Я наблюдаю за тем, как он продолжает проявлять себя и свою силу. Его знания - его козырь, не каждый может похвастаться знанием УК РФ, хотя статью о распространении информации о жизни частного лица Кирилл Михайлович должен знать с пеленок. Нет в этом ничего удивительного, пожалуй. Но я не совру, если скажу, что сегодня по-доброму восхищен им, без всякой задней мысли. Наконец-то я увидел в нем человека.

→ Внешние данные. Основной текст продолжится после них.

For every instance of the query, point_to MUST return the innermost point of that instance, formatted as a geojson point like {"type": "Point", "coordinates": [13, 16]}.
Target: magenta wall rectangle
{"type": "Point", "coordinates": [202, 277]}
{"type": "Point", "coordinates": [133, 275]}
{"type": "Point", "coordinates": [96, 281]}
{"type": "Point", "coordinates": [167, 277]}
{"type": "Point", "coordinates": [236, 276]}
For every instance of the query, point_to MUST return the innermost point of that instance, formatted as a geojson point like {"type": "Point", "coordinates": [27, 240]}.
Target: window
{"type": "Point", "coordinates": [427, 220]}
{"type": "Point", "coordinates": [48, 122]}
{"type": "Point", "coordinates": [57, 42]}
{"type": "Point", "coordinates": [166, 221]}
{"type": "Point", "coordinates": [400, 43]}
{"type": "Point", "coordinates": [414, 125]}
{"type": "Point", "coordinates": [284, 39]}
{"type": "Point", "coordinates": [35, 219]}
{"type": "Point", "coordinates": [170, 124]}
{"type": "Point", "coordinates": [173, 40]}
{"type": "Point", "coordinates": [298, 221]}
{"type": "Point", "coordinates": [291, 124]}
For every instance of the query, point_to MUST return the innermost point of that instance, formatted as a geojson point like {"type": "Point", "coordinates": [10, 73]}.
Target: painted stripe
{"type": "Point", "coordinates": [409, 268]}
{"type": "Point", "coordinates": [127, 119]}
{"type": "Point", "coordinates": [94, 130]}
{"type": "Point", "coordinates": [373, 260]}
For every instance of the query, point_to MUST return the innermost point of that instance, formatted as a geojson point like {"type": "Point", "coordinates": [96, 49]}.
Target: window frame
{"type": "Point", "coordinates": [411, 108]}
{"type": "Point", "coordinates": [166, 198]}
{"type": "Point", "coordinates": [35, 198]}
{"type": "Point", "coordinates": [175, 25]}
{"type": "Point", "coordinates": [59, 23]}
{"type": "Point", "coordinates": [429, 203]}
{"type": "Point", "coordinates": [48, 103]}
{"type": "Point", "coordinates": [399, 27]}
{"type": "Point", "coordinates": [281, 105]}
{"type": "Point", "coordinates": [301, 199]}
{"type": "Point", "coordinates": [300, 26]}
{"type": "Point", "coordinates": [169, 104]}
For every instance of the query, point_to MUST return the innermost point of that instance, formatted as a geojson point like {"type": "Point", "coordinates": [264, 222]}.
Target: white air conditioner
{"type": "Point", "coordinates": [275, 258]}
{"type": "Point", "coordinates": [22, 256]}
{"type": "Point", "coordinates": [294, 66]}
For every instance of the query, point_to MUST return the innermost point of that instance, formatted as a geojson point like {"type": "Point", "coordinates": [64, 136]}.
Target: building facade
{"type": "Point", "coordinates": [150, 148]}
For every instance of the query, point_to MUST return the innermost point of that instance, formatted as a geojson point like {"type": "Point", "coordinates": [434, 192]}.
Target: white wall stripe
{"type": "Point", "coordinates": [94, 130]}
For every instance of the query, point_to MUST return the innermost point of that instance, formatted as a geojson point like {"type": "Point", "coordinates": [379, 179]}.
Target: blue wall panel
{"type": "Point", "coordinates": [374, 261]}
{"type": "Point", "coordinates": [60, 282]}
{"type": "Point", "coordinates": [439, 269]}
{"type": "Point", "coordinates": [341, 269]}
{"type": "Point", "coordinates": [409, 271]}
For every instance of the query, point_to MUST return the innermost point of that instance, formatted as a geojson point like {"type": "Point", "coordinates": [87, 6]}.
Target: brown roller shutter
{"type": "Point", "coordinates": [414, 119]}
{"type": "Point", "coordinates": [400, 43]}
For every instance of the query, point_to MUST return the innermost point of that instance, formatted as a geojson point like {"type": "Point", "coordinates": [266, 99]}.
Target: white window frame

Я веду его к выходу, сердце мое колотиться, я всегда так себя чувствовал, когда врывался в толпу журналистов, пытаясь расчистить проход для Кирилла. Это неприятно, я слишком скромный человек, чтобы попадаться под фотокамеры, я и в обычной жизни никогда не любил позировать на фото, а здесь, когда тебя фотографируют насильно, чувствуешь себя омерзительно, даже если фотографируют не тебя. Я кладу руку на ручку двери и чувствую прикосновение руки Киры, и меня словно прошибает насквозь. Слишком много потрясений за день от одного мальчика. Я напрягаюсь и смотрю на него. Я отвожу его в сторону, словно пытаюсь спрятать от всех, смотрю на него, на его лицо и понимаю, что он боится. Действительно напуган и нуждается в моей поддержке. Я кладу руку ему на плечо, я почему-то сейчас чувствую себя его другом, но никак не охраной.
-Послушай, тебе нечего бояться. Сегодня уже никто покушаться не будет, я обещаю.. - я понимаю, что должен привести аргументы, и они у меня есть, и они, возможно, способны успокоить Грановского младшего, - убийца не был профи, ведь ты еще жив. Значит заплатили ему не так много, как следовало бы, а это значит, что это точно не конкуренты отца, а кто-то другой. Если хочешь, я лично займусь этим и все узнаю... - я смотрю на него и непроизвольно улыбаюсь. Я корю себя за эту улыбку, воины из лагеря здравого смысла проворонили решительные действия их оппозиции, а потому я сейчас был чрезмерно добр к Кириллу. Что еще сказать, чтобы вытащить его к машине?
-Если будут стрелять, то в меня, тебе нечего бояться, - я говорю тихо и чуть сжимаю свою ладонь у него на плече, - услышишь выстрел, беги в больницу и звони отцу, понял? А теперь пошли, нам пора домой, - я мягко хлопаю его по плечу несколько раз и отхожу от него к двери. Я иду первым. Одну руку я отвожу назад, чтобы чувствовать присутствие Кирилла, вторая рука спрятана под пиджаком, сжимая пистолет. Я не раздумывая всажу пулу в лоб, если увижу опасность со стороны. Кириллу действительно нечего бояться.
Я толкаюсь больным плечом в репортеров, кричу на них и прошу дать пройти. Я почти не чувствую боль, мне важно уберечь Кирилла. И я сдерживаю слово. Я открываю перед ним дверь и пропускаю в машину. Закрываю дверь и обхожу машину, пытаясь разогнать надоедливых журналистов. Сажусь и чуть жмурю глаза, чувствуя, что разошелся шов на ране. Но Кире ничего не говорю, просто завожу мотор и давлю на газ, пытаясь как можно быстрее убраться от этой чертовой больнице.
Через час мы уже были дома, я предложил Кириллу пойти и умыться. Мне нужно было его спровадить, чтобы зашить рану до того, как он вернется. Спровадив его в ванную, я уселся на кухне, снимая с себя рубашку и принимаясь за дело. Это была не первая рана, которую мне приходилось самостоятельно зашивать на своем теле. Но отсутствие возможности использовать обе руки заметно замедлило процесс.